Figure 3. Forest plot of comparing oral microbiota alpha diversity in OSA and non-OSA populations. (A) Chao1 index; (B) Observed species; (C) Shannon index; (D) Simpson index.
Among the 6 studies focusing on respiratory tract microbiota, α diversity was reported in 5 cohorts of them. No significant difference in α diversity was observed between groups with high heterogeneity across studies. The Chao1 index (SMD = 1.60, 95% CI = −1.41 to 4.61; I2 = 98%, p < 0.00001, n = 2), Shannon index (SMD = 0.49, 95% CI = −0.04 to 1.02; I2 = 88%, p < 0.00001, n = 5) were not significantly different between OSA and non-OSA (Figures 4A,B).
Figure 4. Forest plot of comparing respiratory tract microbiota alpha diversity in OSA and non-OSA populations. (A) Chao1 index; (B) Shannon index.
3.3 Beta diversity
Out of all the studies included, 17 studies reported β-diversity, predominantly utilizing UniFrac distances matrix and conducting PCoA analysis based on Bray–Curtis dissimilarity.
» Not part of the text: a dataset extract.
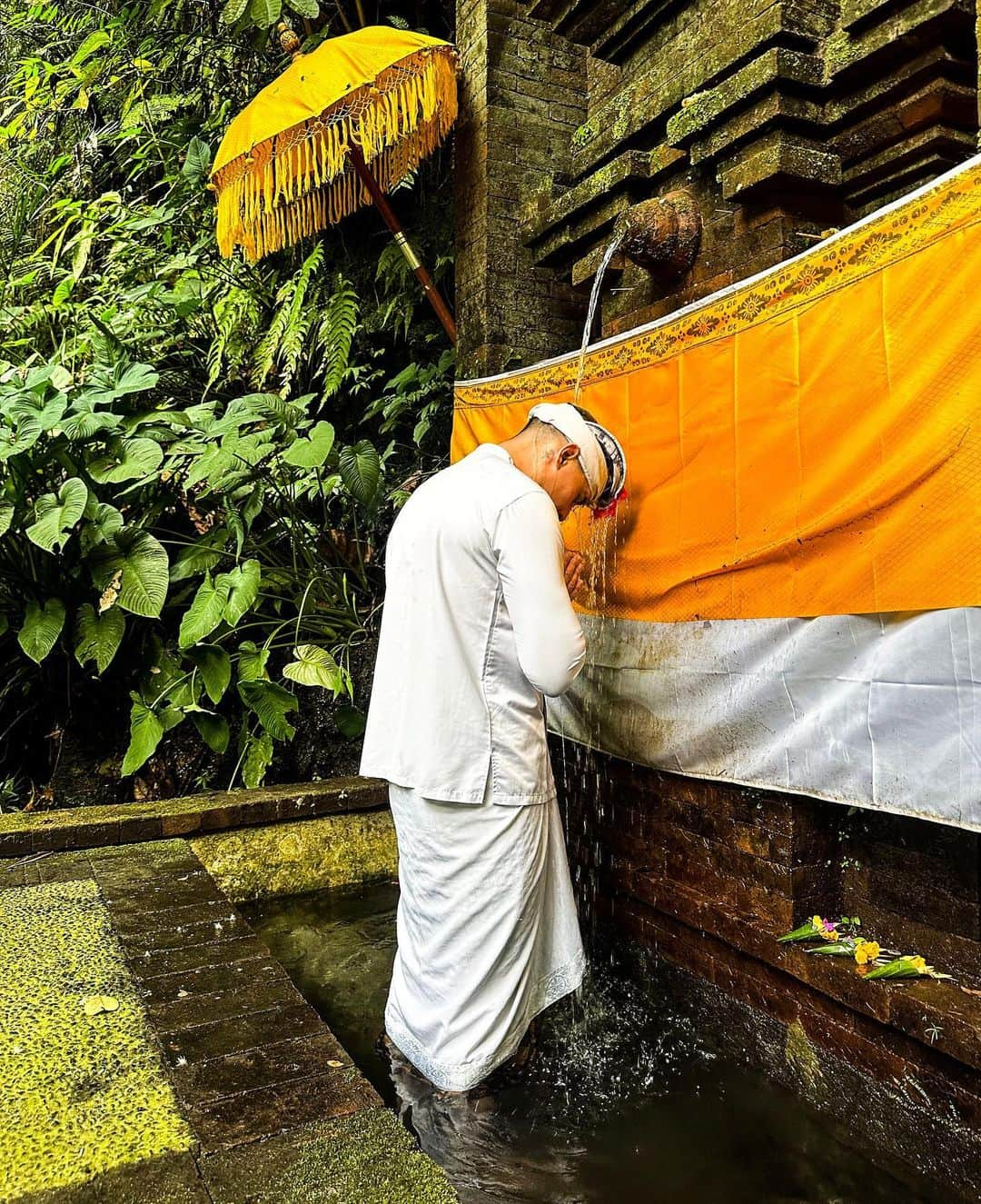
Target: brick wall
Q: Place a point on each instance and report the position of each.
(781, 119)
Table 2 provides evidence supporting the findings: In terms of gut microbiota, 5 studies provide evidence supporting a discernible difference in the microbial composition between individuals with OSA and those non-OSA populations, while 2 studies suggest no significant distinction and 1 study suggest a significant distinction at the OUTs and genus level with no significant distinction at the phylum level. Regarding oral microbiota, 5 studies demonstrate a disparity in microbial structure between OSA patients and non-OSA populations, whereas 2 studies indicate no substantial variation. Concerning respiratory microbiota, 2 studies support the presence of dissimilarity in microbial composition between OSA patients and non-OSA populations, while another 2 studies suggest no notable difference.
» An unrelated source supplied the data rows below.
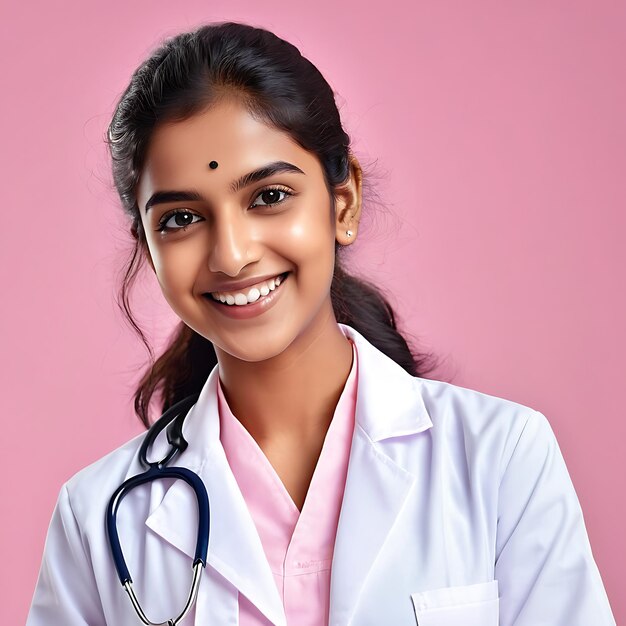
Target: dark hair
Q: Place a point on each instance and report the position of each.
(184, 76)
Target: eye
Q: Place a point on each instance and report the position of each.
(271, 196)
(181, 219)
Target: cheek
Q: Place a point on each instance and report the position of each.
(311, 231)
(176, 267)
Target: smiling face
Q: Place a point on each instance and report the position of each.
(223, 227)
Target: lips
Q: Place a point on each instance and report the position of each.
(246, 286)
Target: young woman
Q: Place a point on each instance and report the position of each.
(344, 487)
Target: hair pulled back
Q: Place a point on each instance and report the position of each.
(184, 76)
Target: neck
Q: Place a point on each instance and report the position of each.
(293, 395)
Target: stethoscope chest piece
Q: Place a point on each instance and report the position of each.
(173, 420)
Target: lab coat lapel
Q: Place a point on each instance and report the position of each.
(389, 404)
(235, 549)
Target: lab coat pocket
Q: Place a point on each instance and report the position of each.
(467, 605)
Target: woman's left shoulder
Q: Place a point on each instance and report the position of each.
(483, 422)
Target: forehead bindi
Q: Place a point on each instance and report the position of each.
(226, 134)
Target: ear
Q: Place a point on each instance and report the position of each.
(348, 199)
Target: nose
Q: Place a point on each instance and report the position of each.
(231, 244)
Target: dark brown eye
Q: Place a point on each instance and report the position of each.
(271, 196)
(177, 220)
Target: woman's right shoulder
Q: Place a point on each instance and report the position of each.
(90, 489)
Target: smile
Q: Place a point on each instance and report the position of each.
(254, 301)
(252, 294)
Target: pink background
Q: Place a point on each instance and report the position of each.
(500, 139)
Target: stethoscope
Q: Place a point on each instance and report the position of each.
(173, 420)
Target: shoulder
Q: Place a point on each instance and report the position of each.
(88, 491)
(481, 427)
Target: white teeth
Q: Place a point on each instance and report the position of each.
(241, 299)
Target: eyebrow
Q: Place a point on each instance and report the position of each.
(277, 167)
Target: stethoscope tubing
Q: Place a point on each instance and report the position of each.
(156, 470)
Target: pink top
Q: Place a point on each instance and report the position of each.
(298, 545)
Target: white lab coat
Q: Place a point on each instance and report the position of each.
(458, 510)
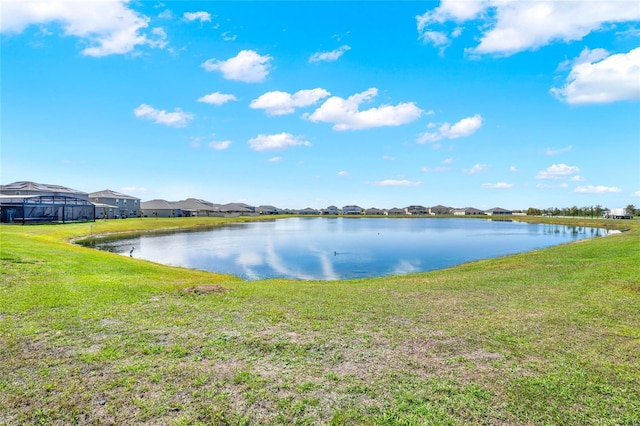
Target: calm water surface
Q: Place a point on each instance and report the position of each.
(341, 248)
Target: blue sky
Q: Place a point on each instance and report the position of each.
(297, 104)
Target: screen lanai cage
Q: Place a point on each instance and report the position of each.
(41, 208)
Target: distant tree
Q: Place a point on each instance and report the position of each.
(597, 210)
(631, 209)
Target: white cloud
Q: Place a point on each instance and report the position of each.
(551, 151)
(477, 168)
(106, 27)
(133, 189)
(178, 118)
(219, 145)
(514, 26)
(247, 66)
(438, 169)
(345, 113)
(499, 185)
(465, 127)
(281, 103)
(600, 189)
(197, 16)
(557, 172)
(217, 98)
(276, 142)
(331, 56)
(602, 78)
(393, 182)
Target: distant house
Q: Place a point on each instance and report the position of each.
(31, 202)
(497, 211)
(265, 210)
(439, 210)
(112, 204)
(196, 207)
(373, 211)
(237, 209)
(160, 208)
(331, 210)
(350, 210)
(308, 211)
(416, 210)
(395, 212)
(468, 211)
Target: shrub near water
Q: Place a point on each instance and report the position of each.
(546, 337)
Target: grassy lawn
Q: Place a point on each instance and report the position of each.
(545, 337)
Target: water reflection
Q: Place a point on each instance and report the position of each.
(337, 248)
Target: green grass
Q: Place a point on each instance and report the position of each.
(545, 337)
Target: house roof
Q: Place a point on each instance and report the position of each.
(40, 187)
(196, 205)
(158, 205)
(108, 193)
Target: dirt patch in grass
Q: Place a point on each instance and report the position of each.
(205, 289)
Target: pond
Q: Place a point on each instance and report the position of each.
(342, 248)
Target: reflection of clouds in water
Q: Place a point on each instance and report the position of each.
(326, 263)
(247, 259)
(278, 266)
(407, 267)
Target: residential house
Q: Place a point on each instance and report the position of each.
(497, 211)
(350, 210)
(439, 210)
(112, 204)
(468, 211)
(374, 211)
(31, 202)
(395, 212)
(308, 211)
(331, 210)
(416, 210)
(196, 207)
(266, 210)
(160, 208)
(237, 209)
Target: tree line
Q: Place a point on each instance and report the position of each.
(586, 211)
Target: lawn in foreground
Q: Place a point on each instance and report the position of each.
(546, 337)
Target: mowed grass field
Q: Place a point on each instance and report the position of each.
(549, 337)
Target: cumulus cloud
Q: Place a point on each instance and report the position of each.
(219, 145)
(499, 185)
(551, 151)
(197, 16)
(597, 77)
(331, 56)
(106, 27)
(509, 27)
(281, 103)
(247, 66)
(465, 127)
(557, 172)
(217, 98)
(394, 182)
(345, 114)
(477, 168)
(599, 189)
(276, 142)
(178, 118)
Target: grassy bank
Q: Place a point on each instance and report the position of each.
(546, 337)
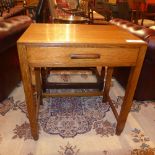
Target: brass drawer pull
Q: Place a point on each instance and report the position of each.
(84, 56)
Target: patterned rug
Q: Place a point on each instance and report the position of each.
(76, 126)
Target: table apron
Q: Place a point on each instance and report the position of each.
(84, 57)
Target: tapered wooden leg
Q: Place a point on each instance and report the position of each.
(38, 88)
(130, 90)
(109, 73)
(27, 84)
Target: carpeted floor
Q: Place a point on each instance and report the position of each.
(76, 126)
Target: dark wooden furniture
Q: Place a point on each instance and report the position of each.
(146, 83)
(72, 45)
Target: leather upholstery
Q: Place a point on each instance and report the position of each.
(10, 30)
(146, 85)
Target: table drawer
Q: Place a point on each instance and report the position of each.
(76, 57)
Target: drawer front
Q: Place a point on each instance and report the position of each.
(76, 57)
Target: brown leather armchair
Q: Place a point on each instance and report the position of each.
(146, 85)
(10, 30)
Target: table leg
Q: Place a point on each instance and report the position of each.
(130, 90)
(108, 78)
(27, 83)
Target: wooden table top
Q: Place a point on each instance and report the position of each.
(77, 34)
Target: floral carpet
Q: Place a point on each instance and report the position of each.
(76, 126)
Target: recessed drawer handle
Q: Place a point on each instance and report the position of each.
(84, 56)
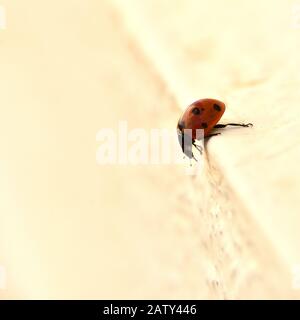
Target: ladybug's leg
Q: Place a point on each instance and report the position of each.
(199, 148)
(233, 124)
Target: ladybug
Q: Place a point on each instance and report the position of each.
(202, 114)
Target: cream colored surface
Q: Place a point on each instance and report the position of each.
(72, 229)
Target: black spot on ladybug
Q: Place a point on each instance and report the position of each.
(217, 107)
(196, 111)
(181, 125)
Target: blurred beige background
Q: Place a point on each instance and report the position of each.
(70, 228)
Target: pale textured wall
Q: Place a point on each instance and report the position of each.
(72, 229)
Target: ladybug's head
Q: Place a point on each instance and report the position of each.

Table 2. Summary of beta diversity assessments in the included studies.
3.4 Relative abundance of microbial taxa
Bacterial abundance data were available in 11 out of 13 studies investigating the gut microbiota, in 7 out of 10 studies examining the oral microbiota and in 4 out of 6 studies examining the respiratory tract microbiota, which facilitated the evaluation of alterations at phylum and genus levels relative to the abundance of gut and oral microbiota between individuals with OSA and those non-OSA populations. Figure 5 provide the comparison of relative abundance of bacteria in OSA patients and non-OSA population.
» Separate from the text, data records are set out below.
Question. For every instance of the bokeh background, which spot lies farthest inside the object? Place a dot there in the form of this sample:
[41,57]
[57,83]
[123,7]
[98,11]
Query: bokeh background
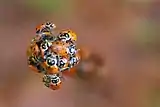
[126,33]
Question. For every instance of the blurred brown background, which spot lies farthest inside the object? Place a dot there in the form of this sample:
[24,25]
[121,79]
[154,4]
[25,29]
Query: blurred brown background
[125,32]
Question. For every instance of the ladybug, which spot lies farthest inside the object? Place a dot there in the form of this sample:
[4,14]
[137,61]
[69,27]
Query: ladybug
[53,82]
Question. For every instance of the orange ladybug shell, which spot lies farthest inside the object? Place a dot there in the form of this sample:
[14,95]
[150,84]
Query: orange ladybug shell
[72,35]
[60,48]
[50,69]
[33,50]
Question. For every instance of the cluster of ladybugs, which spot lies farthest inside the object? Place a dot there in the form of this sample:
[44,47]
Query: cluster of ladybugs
[51,54]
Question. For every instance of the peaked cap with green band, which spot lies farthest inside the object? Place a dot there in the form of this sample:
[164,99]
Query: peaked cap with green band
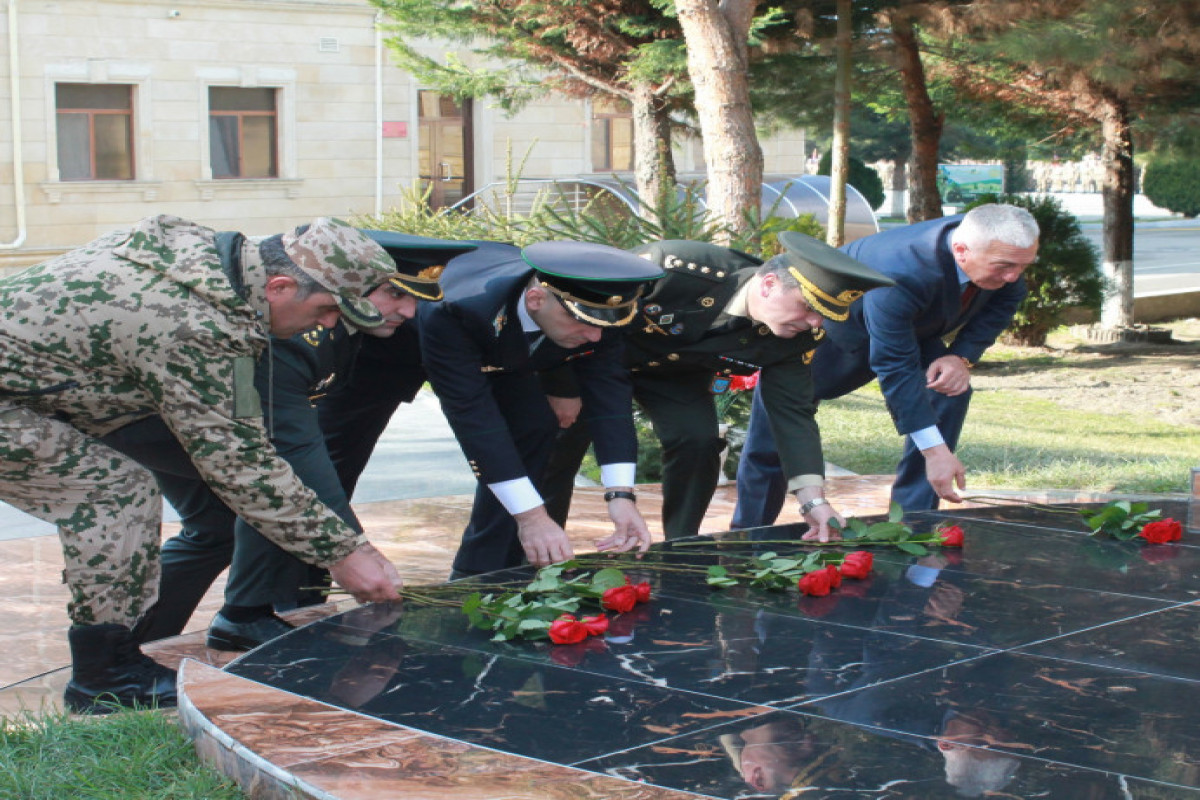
[597,283]
[829,278]
[419,260]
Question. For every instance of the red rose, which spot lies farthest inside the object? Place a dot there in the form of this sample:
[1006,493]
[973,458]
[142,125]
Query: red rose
[1162,531]
[643,591]
[815,583]
[744,383]
[952,536]
[857,565]
[834,576]
[619,599]
[567,630]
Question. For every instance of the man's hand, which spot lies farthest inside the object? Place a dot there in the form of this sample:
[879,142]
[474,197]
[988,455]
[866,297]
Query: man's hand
[945,473]
[948,376]
[629,528]
[367,576]
[819,518]
[543,540]
[567,409]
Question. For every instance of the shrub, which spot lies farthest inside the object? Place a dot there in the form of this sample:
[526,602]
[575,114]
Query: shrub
[1174,184]
[1065,274]
[861,176]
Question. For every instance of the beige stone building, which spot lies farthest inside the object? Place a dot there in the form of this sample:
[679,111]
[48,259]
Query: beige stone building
[253,115]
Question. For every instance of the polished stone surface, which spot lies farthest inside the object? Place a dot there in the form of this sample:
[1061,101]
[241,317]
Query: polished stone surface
[1033,662]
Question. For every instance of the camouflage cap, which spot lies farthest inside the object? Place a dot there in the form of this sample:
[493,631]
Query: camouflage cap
[343,260]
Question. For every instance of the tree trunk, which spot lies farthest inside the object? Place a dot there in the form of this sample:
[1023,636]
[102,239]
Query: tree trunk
[1117,192]
[899,184]
[715,35]
[654,172]
[924,121]
[839,162]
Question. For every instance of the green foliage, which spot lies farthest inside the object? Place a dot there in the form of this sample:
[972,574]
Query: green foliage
[1174,184]
[1121,519]
[861,176]
[1020,443]
[528,613]
[1066,272]
[53,756]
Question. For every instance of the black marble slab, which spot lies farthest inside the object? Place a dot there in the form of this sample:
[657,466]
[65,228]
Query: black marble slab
[1033,662]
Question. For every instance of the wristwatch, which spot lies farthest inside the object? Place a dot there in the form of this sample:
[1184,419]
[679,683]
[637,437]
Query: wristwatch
[813,504]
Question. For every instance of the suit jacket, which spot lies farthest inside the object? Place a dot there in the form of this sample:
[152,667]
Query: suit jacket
[682,328]
[900,330]
[475,332]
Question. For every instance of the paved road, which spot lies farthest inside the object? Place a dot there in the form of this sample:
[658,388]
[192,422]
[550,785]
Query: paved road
[1167,257]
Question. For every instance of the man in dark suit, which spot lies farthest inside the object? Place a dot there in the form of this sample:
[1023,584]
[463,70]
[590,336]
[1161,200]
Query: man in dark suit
[957,276]
[719,313]
[502,322]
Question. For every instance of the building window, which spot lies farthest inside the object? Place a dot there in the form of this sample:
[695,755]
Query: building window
[243,125]
[612,136]
[95,131]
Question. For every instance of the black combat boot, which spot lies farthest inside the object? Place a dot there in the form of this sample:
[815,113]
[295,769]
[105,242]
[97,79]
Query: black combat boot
[109,671]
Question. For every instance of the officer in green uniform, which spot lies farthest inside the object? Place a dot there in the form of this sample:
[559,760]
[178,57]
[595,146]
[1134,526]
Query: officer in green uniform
[720,313]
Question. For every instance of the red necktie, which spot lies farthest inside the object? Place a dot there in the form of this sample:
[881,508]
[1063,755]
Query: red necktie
[969,294]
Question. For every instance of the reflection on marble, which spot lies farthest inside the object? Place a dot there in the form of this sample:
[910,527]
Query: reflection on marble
[1023,666]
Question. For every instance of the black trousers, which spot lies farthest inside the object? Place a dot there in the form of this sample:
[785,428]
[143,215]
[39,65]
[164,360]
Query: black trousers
[490,541]
[681,409]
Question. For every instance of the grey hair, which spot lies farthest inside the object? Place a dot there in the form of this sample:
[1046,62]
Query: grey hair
[778,266]
[276,262]
[1009,224]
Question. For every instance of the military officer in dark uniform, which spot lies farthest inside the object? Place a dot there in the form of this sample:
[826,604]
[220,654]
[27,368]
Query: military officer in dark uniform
[503,322]
[292,377]
[720,313]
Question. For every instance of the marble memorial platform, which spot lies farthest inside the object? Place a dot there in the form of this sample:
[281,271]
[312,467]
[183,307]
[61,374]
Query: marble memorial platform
[1033,662]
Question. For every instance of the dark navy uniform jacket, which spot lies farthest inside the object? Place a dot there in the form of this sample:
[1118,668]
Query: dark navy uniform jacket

Figure 5. Comparison of relative abundance of microbiota in OSA patients and non-OSA population. (A) Heatmap analyses of gut microorganisms at the phylum level; (B) Heatmap analyses of gut microorganisms at the genus level; (C) Heatmap analyses of oral microorganisms at the phylum level; (D) Heatmap analyses of oral microorganisms at the genus level. (E) Heatmap analyses of respiratory tract microorganisms at the genus level.
A Systematic analysis of 11 included studies revealed significant phylum-level alterations in the gut microbiota of patients with OSA compared to non-OSA populations. Notably, 54.5% (6/11) of studies demonstrated a statistically significant increase in the relative abundance of Firmicutes in OSA patients, while 66.7% (6/9) of studies reported a marked reduction in Bacteroidetes (Figure 5A). Critically, two pivotal studies (Valentini et al., 2020; Wang et al., 2024) corroborated these findings by identifying an elevated Firmicutes/Bacteroidetes (F/B) ratio in OSA cohorts, further validating the dysbiosis of these dominant bacterial phyla. At the genus level, integrative data from 8 studies highlighted distinct compositional shifts. A significant elevation in Lachnospira abundance was observed in 71.4% (5/7) of studies involving OSA patients. Conversely, 66.7% (4/6) of studies documented a decline in Faecalibacterium, and 62.5% (5/8) reported reduced levels of Ruminococcus (Figure 5B). These genus-specific perturbations may mechanistically link to the phylum-level imbalances, suggesting that OSA-associated metabolic or inflammatory pathways could selectively modulate microbial niches.
A synthesis of seven studies identified phylum-level perturbations in the oral microbiota of OSA patients compared to non-OSA controls. Among the phylum-level analyses, 75% (3/4) of studies reported a marked enrichment of Actinobacteria in OSA cohorts (Figure 5C). At the genus level, integrative data from five studies revealed consistent taxonomic shifts. A statistically significant elevation in abundance was observed for Neisseria (80%, 4/5 studies) and Actinomyces (80%, 4/5 studies), while Rothia demonstrated a 75% (3/4 studies) increase in OSA patients (Figure 5D). These genus-level alterations may synergistically contribute to OSA pathophysiology through multiple mechanisms.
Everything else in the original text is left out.